Minister of Housing and Urbanism
- In office 17 September 1971 – 28 January 1972
- President: Salvador Allende
- Preceded by: Carlos Cortés Díaz
- Succeeded by: Orlando Cantuarias

Undersecretary of Labour
- In office 3 November 1970 – 1972
- Preceded by: Ernesto Yávar Castro

Personal details
- Born: 25 October 1910 Santiago, Chile
- Died: 1 January 1989 (aged 78) Santiago, Chile
- Party: Socialist Party of Chile
- Profession: Trade unionist and politician

= Julio Benítez Castillo =

Julio Benítez Castillo (25 October 1910 – 1989) was a Chilean trade unionist and politician of the Socialist Party of Chile.
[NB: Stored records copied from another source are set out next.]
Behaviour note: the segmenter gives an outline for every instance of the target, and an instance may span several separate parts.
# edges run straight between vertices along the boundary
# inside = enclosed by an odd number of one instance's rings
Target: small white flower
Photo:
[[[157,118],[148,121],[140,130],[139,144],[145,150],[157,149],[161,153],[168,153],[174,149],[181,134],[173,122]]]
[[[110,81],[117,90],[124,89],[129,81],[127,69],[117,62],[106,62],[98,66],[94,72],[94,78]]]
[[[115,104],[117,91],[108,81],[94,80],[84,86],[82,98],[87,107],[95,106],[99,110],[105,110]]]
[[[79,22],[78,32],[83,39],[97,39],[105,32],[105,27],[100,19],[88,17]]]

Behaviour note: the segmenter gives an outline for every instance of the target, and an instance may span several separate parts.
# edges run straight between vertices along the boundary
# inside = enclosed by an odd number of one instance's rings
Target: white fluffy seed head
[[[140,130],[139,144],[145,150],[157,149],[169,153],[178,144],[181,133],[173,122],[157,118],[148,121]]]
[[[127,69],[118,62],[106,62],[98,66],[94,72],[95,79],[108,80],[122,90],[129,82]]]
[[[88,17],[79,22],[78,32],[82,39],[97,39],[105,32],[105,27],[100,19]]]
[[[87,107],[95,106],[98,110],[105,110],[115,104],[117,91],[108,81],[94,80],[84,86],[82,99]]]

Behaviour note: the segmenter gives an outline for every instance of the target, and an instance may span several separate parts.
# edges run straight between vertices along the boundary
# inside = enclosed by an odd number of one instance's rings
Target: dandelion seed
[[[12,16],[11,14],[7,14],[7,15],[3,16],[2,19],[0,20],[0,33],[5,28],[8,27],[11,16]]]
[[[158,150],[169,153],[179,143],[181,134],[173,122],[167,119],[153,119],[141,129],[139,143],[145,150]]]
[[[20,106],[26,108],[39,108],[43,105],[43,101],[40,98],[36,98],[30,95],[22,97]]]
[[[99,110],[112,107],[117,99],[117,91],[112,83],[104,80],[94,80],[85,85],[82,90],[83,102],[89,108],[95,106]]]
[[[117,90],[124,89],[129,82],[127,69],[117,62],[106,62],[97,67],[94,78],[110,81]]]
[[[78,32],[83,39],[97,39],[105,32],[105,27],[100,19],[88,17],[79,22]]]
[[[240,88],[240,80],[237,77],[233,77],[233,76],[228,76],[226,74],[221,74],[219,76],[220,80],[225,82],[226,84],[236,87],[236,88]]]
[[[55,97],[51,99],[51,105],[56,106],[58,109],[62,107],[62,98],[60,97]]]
He served as Undersecretary of Labour (1970–1972) and as Minister of Housing and Urbanism (1971–1972) in the administration of President Salvador Allende.

== Career ==
He studied at the Liceo de Aplicación.

A self-taught worker, he completed administrative and economic courses and seminars. Within the Socialist Party of Chile he held regional and national leadership roles, and he was also a national leader of the Central Única de Trabajadores (CUT). He served as Undersecretary of Labour from November 1970 to 1972, and in September 1971 was appointed Minister of Housing and Urbanism, a post he held until January 1972.